In 2015, by comparison, the likelihood of briefly reaching or exceeding 1.5°C of global warming over the ensuing five-year period was estimated to be “close to zero,” the WMO noted in a new climate update. The report was published amid a deadly heatwave on the Indian subcontinent that scientists say is a glimpse of what’s to come if runaway carbon emissions aren’t halted. Thus far, the heatwave has killed dozens in India and Pakistan.

Signatories to the Paris climate accord have agreed to act to limit the global average temperature increase to well below 2°C—preferably to 1.5°C—by the end of the century. Climate advocates have deemed the 1.5°C target “on life support” following world leaders’ refusal to commit to more ambitious action at the COP26 summit in Glasgow late last year.

“We are getting measurably closer to temporarily reaching the lower target of the Paris Agreement,” Petteri Taalas, the secretary-general of the WMO, said in a statement Monday. “The 1.5°C figure is not some random statistic. It is rather an indicator of the point at which climate impacts will become increasingly harmful for people and indeed the entire planet.”

“For as long as we continue to emit greenhouse gases, temperatures will continue to rise,” Taalas added. “And alongside that, our oceans will continue to become warmer and more acidic, sea ice and glaciers will continue to melt, sea level will continue to rise and, our weather will become more extreme. Arctic warming is disproportionately high and what happens in the Arctic affects all of us.”

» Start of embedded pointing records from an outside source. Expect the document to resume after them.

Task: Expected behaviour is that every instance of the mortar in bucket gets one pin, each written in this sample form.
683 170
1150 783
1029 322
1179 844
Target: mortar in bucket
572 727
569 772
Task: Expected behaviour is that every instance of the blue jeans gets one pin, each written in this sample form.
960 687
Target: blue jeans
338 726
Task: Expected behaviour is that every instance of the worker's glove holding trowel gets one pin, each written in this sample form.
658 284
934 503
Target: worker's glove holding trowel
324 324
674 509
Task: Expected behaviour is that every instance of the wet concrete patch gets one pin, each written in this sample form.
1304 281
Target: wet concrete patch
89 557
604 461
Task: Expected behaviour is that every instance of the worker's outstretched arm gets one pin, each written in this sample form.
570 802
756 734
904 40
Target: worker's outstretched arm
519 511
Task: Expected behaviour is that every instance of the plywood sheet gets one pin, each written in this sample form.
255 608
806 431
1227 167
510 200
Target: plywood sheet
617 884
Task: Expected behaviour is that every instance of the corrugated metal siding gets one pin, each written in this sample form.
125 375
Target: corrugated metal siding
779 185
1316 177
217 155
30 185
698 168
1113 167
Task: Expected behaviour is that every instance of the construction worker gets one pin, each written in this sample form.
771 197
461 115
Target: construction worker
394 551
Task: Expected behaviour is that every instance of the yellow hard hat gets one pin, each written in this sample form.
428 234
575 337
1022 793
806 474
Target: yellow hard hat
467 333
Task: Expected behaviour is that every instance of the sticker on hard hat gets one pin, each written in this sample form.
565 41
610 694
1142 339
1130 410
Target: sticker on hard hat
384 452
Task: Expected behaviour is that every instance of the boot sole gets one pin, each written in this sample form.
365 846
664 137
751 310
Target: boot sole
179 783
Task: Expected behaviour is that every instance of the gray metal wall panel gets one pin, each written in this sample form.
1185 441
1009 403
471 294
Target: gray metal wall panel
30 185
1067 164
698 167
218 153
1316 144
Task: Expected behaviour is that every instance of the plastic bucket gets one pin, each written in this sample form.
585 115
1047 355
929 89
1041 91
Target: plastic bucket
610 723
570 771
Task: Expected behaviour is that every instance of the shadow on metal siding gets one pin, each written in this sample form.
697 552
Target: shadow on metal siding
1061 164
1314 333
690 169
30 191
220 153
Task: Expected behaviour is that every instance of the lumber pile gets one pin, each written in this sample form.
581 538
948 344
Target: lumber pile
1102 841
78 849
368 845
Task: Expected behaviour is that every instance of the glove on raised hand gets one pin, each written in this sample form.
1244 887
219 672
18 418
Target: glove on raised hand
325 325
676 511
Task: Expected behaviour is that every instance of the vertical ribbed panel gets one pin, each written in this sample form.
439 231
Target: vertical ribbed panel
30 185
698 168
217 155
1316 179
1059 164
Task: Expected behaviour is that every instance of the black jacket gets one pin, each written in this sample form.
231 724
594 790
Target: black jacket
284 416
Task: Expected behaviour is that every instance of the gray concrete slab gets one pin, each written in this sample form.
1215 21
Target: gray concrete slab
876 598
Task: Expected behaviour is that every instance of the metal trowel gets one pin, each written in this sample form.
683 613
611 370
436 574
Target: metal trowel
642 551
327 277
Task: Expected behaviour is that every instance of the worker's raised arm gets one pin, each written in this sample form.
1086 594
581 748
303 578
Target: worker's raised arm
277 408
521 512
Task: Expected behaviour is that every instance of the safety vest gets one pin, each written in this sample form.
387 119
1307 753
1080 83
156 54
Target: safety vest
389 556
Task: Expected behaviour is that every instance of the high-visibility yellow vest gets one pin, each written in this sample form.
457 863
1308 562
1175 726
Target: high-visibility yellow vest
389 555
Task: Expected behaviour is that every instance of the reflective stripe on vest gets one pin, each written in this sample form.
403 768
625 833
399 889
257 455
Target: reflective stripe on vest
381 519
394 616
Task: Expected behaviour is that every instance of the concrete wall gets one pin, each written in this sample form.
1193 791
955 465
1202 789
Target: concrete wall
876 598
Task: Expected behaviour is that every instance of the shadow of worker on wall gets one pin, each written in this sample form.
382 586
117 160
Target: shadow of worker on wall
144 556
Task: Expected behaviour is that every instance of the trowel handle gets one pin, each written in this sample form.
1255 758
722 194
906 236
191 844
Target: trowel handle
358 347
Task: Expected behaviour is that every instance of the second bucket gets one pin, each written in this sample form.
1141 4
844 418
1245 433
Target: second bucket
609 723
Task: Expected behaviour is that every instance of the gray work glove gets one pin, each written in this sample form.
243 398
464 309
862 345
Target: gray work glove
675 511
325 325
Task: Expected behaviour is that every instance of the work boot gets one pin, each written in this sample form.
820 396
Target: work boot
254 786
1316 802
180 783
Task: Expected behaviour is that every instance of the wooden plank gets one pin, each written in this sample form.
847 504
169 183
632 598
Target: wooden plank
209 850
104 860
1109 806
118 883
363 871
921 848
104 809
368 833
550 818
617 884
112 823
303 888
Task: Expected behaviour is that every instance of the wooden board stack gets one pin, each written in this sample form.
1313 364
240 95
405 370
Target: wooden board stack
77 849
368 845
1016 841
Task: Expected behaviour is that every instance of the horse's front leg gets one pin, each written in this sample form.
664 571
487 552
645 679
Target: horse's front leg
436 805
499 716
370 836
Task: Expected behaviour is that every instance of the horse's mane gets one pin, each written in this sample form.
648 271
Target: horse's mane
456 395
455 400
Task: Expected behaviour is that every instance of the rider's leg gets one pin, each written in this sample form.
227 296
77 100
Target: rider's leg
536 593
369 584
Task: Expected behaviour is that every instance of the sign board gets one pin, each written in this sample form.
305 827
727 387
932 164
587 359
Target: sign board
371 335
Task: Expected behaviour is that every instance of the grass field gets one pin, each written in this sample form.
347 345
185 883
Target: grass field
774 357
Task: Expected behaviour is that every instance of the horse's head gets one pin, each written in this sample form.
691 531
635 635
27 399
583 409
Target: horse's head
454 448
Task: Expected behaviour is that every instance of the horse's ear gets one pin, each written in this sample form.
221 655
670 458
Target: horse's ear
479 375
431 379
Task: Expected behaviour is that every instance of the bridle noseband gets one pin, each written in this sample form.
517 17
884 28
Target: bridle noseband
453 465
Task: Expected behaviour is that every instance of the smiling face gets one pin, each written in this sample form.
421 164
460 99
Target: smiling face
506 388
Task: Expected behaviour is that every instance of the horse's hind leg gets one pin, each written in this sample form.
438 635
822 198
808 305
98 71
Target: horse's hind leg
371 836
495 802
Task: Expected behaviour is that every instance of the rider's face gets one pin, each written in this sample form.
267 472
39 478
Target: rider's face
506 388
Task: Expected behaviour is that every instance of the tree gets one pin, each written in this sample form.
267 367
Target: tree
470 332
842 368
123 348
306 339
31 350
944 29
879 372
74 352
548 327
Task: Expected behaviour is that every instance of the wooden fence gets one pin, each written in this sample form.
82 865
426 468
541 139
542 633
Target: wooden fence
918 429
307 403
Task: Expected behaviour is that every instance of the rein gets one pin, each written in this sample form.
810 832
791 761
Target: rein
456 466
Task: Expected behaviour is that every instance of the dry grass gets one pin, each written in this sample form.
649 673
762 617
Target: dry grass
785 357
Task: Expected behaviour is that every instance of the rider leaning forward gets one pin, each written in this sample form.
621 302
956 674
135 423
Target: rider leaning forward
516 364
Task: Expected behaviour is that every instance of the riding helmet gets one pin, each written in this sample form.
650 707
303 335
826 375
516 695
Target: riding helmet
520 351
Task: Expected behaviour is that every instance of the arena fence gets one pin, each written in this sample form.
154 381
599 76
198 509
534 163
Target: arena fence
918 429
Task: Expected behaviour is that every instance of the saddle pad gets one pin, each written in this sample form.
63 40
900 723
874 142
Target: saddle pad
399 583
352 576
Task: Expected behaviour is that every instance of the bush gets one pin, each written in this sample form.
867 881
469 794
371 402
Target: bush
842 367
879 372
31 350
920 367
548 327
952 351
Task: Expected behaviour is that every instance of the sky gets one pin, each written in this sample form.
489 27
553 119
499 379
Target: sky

Dr. Leon Hermanson, a climate expert at the U.K. Met Office who led the WMO report, stressed that a short-lived breach of the 1.5°C threshold would not mean that the world is guaranteed to fall short of the Paris accord’s most ambitious warming target, which climate experts and campaigners have long decried as inadequate.

Such a breach, however, would “reveal that we are edging ever closer to a situation where 1.5°C could be exceeded for an extended period,” said Hermanson.

The WMO’s latest research also estimates that there is a 93% chance that at least one year between 2022 and 2026 will be the warmest on record. Currently, 2016 and 2020 are tied for the top spot.

Even if global warming is limited to 1.5°C by 2100, countless people across the globe will still face devastating heatwaves, droughts, and other extreme weather, with the poor facing the worst consequences.

Meanwhile, key ecosystems could be damaged beyond repair in a 1.5°C hotter world. One recent study found that 99% of the world’s coral reefs would experience heatwaves that are “too frequent for them to recover” if the planet gets 1.5°C warmer compared to pre-industrial levels.

Scientists behind the latest Intergovernmental Panel on Climate Change (IPCC) report cautioned last month that if there’s to be any hope of keeping warming to 1.5°C or below by 2100, “it’s now or never.”

“Without immediate and deep emissions reductions across all sectors, it will be impossible,” said Jim Skea, co-chair of IPCC Working Group III.